2話 僕らのママも子供だった

僕らのママ日記

当たり前だけど、僕らのママも昔は僕らと同じ小さい子だった。

ママのママ、つまり僕らのグランマだけど、僕らにとっては大好きなおばぁちゃん。

だけどママはグランマの事あんまり好きじゃないみたい。なんでだろう?

育児ノイローゼ?だったグランマ。

ママのママは無痛分娩でママを産んだ。1980年代の日本ではまだ珍しい出産だ。

紹介制の産院、高額な出産費用、セレブな入院生活。

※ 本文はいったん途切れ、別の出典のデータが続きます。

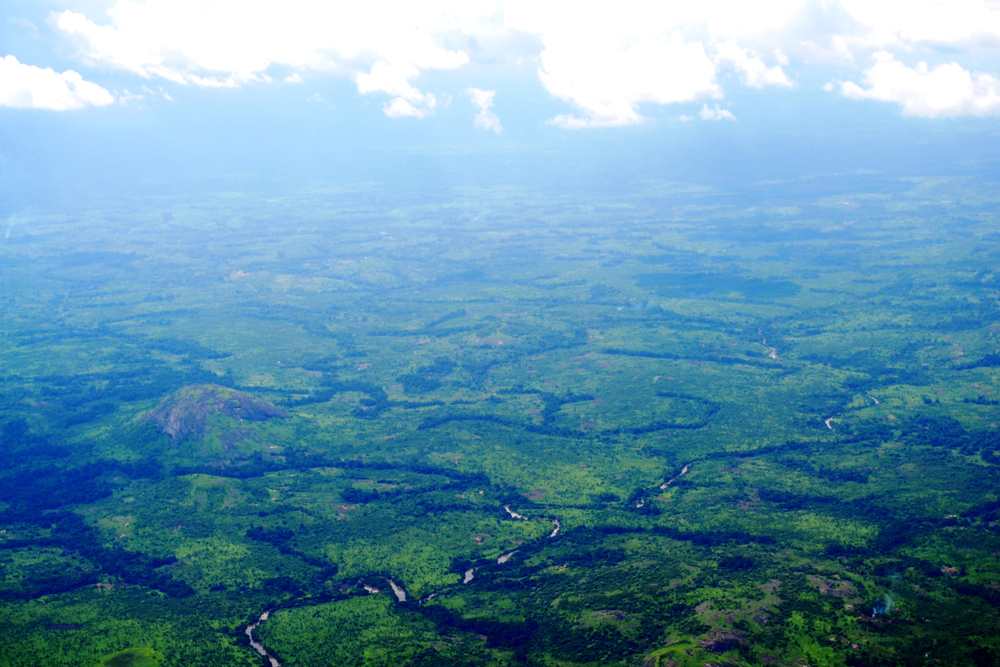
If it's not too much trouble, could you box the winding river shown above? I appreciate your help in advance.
[660,463,691,489]
[246,611,281,667]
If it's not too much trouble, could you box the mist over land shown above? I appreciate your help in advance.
[0,0,1000,667]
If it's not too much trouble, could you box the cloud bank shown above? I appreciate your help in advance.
[840,51,1000,118]
[0,56,115,111]
[3,0,1000,122]
[465,88,503,134]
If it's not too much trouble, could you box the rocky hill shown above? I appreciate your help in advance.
[140,384,291,442]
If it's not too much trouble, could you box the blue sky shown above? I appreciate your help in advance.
[0,0,1000,213]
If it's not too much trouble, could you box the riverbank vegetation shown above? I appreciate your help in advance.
[0,181,1000,667]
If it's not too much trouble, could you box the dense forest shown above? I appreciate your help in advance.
[0,176,1000,667]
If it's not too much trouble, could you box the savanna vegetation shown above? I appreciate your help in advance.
[0,178,1000,667]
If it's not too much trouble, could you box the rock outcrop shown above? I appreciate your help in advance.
[139,384,291,442]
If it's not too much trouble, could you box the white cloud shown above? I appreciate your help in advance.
[715,41,792,88]
[538,33,722,129]
[698,104,736,120]
[56,0,475,118]
[465,88,503,134]
[0,56,115,111]
[356,62,437,118]
[35,0,1000,121]
[118,86,146,107]
[840,51,1000,118]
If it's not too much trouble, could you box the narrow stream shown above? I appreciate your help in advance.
[660,463,691,489]
[246,611,281,667]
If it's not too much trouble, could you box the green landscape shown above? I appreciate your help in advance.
[0,175,1000,667]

ママは少しばかり裕福な家庭に生まれたんだね。

ママは私立の幼稚園、小学校、へお受験して進学して行った。習い事も色々。可愛いお洋服、美味しいお食事。贅沢な暮らし。

グランパ(ママのお父さん)はママのこととっても愛していたけれど、仕事にゴルフに派手な交流にとても忙しかった。

だから育児はほとんど妻にお任せ。それが普通って時代だったんだ。お母さんが家で子育てや家事をしてお父さんは外で仕事してお金を稼いでくるっていう役割分担。

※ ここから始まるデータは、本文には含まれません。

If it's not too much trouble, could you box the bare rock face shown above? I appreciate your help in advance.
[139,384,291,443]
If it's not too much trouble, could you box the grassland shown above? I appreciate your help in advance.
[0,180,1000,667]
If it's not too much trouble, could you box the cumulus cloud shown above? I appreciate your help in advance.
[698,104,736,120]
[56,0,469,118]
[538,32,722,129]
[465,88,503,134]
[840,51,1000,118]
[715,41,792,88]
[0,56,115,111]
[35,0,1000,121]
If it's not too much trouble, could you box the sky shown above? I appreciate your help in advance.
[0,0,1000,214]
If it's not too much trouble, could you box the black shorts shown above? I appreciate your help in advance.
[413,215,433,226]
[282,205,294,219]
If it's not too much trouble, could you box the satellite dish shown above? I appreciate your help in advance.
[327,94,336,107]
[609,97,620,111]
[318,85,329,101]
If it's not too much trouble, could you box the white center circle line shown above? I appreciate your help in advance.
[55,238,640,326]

でもね、みんながみんなその役割分担で穏やかに生活できるわけじゃないんだ。

グランマは親戚やべビーシッターさんにママ(娘)を預けて一人になる時間を持とうと奔走した。

それで気分転換をしても、ママ(娘)とずっと一緒にいるとイライラしてばかり。怒鳴ったりおもちゃを投げつけたり、叩いたり、、、これって産後クライシス?育児ノイローゼ?虐待?

令和の現代なら簡単に言える。でも当時はそういう言葉はまだ浸透してなかったし、グランマも自分はちゃんと母親をやっているという自負があったみたい。こんなの普通よ!ってね

でも義理の妹がノイローゼ気味だからと姪っ子(ママ)を預かってくれていた叔母は、ママが少し大きくなった頃に「あなたのママは育児ノイローゼだったのよ」と、告げたそう。

その事を聞いたママはどう思ったかな、、

ママは、自分のせいでお母さんが病んでいたの?、自分はお母さんに愛されてなかったの?と悲しい気持ちになったんだって。

悲しい気持ちは癒してあげなきゃね

僕はその時のママに会いに行って、そっと抱きしめ、「大丈夫だよ」「ママには僕がいる」「僕はママが大好きだよ」って言ってあげたいよ。すっごく。あぁ、タイムマシーンがあったらいいのに!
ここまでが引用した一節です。